Wat de inhoud betreft valt in eerste instantie op dat de dichter veel natuurverschijnselen bij name noemt: horizon, bliksem, regen, onweer. Er is een expliciete ik-figuur (‘mijn’) en ook is er sprake van een ‘je’ die haast oneindig ver is, ‘ver als de horizon’. De vernieuwende dichters wilden de volledige werkelijkheid, het ongebreidelde leven ongefilterd weergeven en hanteerden daartoe voor de inhoud het middel van de associatie en het middel van complexe beeldspraak. De vrije associatie valt onmiddellijk op door verrassende woordcombinaties als ‘in de glazen kist van het weer geborgen’, ‘beukend op de blikken deksels’ en ‘alleen de regen is thuis’. Dat maakt het gedicht moeilijk te duiden, wat nog eens versterkt wordt door de complexe beeldspraak, zoals bijvoorbeeld ‘de regen loopt onrustig door je ogen’.

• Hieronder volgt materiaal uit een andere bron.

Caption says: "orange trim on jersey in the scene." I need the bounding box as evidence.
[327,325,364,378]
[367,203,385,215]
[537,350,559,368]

In tweede instantie valt op dat er in strofe twee en drie een tegenstelling is tussen het dichtbij en veraf zijn van de ‘je’. De afstand is zo groot als het heelal (lichtjaren), maar toch sluiten de handen van de ik het onweer in de borsten van de ‘je’ buiten. Hier is sprake van een discontinuīteit in plaats. Een mogelijke interpretatie is dat de ‘je’ een geliefde is en dat de ik-figuur de ervaring beschrijft van het gevoel dat na een vrijpartij de geliefde dichtbij en toch veraf is. De bliksem die langs het lichaam trilt, zou dan het orgasme van de geliefde kunnen zijn en de duizelingen zijn dan duizelingen van liefde. Het beuken op de blikken deksels uit r.3 zou de seksuele drift kunnen zijn’ te vergelijken met het ritme dat een drummer op zijn drumstel slaat. De ‘je’ kan dan bijvoorbeeld weer in slaap gevallen zijn (‘weer geborgen’) en ze slaapt als Sneeuwwitje in een glazen kist.

Maar wie weet is de ‘je’ wel gestorven en heeft dat met het onweer en de duizelingen te maken. Zo brengt de dichter dus verschillende betekenislagen aan.

Op een mogelijk andere interpretatie komen we door de woorden ‘meter van het geluid’ en ‘zoemen de seconden’, wat doet denken aan het afspelen van een film, in werkelijkheid of in zijn hoofd. De blikken deksels zouden dan filmdozen kunnen zijn en zo wordt meteen verklaard waarom de geliefde dichtbij én veraf is. Duidelijk is dat de ik de ‘je’ niet of slechts even bereikt, waarbij in de eerste strofe sprake is van paniek (onrustig, bliksem, najaar), in de tweede strofe van afstand, in de derde strofe van contact en in de laatste strofe van een zekere rust. Het kan ook zijn dat de ik de ‘je’ niet bereikt, omdat hij zelf eenzaam of vervreemd is, of omdat de ‘je’ vervreemd is van de wereld.

Er zijn dus meerdere interpretaties mogelijk en ook na uitvoerige bestudering blijkt de precieze betekenis niet te achterhalen. De betekenis ontstaat pas in het hoofd van de lezer, maar alleen als die bereid is om net als Vinkenoog het experiment met de taal aan te gaan.